As the name implies, the Canal & River Trust’s community roots programme helps local people improve their local waterway from the ground up. “There are three stages to it,” says Nick. “First you ask local people what needs improving. Why don’t they visit their local canal? Is there a problem with litter, fly-tipping or graffiti? Is it to do with safety, or access to the canal? Then you try to engage local boating, walking, cycling or fishing groups in getting people down to water and get them interested. The third stage is to try to create canal adoption groups or feed people into our towpath taskforces. So in the end you create something very sustainable.
“By 2019, we understood the barriers in Coventry. For boaters, we needed to dredge the canal and cut back vegetation encroaching on the water. The towpath got quite muddy in places, so needed a better top surface. There were problems accessing the canal for bikes, buggies and wheelchairs. And when people got onto the canal, they didn’t know which way to turn, so signage needed improving too.”
Thanks to supporters like you, we worked with Coventry City Council and Sustrans in a three-way partnership to improve a 5.5-mile stretch of canal, from Hawkesbury Junction in the north of the city, right into the canal basin in the city centre, with most of the work taking place during lockdown.
“Now, it’s almost quicker to cycle into the city centre on the canal than it is to drive down the A444,” says Nick proudly. “In some ways, lockdown helped us improve the towpath without too much disruption, but it also meant a lot more footfall, and unfortunately a lot more litter. With many community volunteering plans having to go on hold, that set us back a bit.

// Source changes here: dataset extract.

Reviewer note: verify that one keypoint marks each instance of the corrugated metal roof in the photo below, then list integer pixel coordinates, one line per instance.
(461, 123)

“Having said that, we’ve got two canal adoptions just starting with the local Lions Club and a group from Crisis, the homelessness charity, looking after a local stretch. Plus, there’s a group we have been working with known as WASUP (World Against Single Use Plastics) who are helping us tackle plastic pollution on the Coventry Canal and across the region, so we’re motoring ahead with the City of Culture now underway.”
With around 20 events planned to take place on or alongside the canal during the festivities, Nick and his team are working hard to make sure the canal opens visitors’ eyes to an amazing green and blue space in the heart of the city.
“At the canal basin, we’ve repainted all of the old iron infrastructure, replaced cobbles and put in new interpretation panels to explain the history of the Coventry Canal. We’ve also turned a small canal building into a Welcome Station for the City of Culture and Canal & River Trust volunteers. Hopefully, art and creativity will help many more people get interested in their local waterway,” enthuses Nick.
“If we can get people to value their canal, they tend to come up with even more fantastic ideas for looking after it. The key thing is to leave a legacy. We’ve applied for Green Flag status for the Coventry Canal and are awaiting our visit from the assessment team, so it can be recognised as a wonderful open space of which the whole local community can be proud.”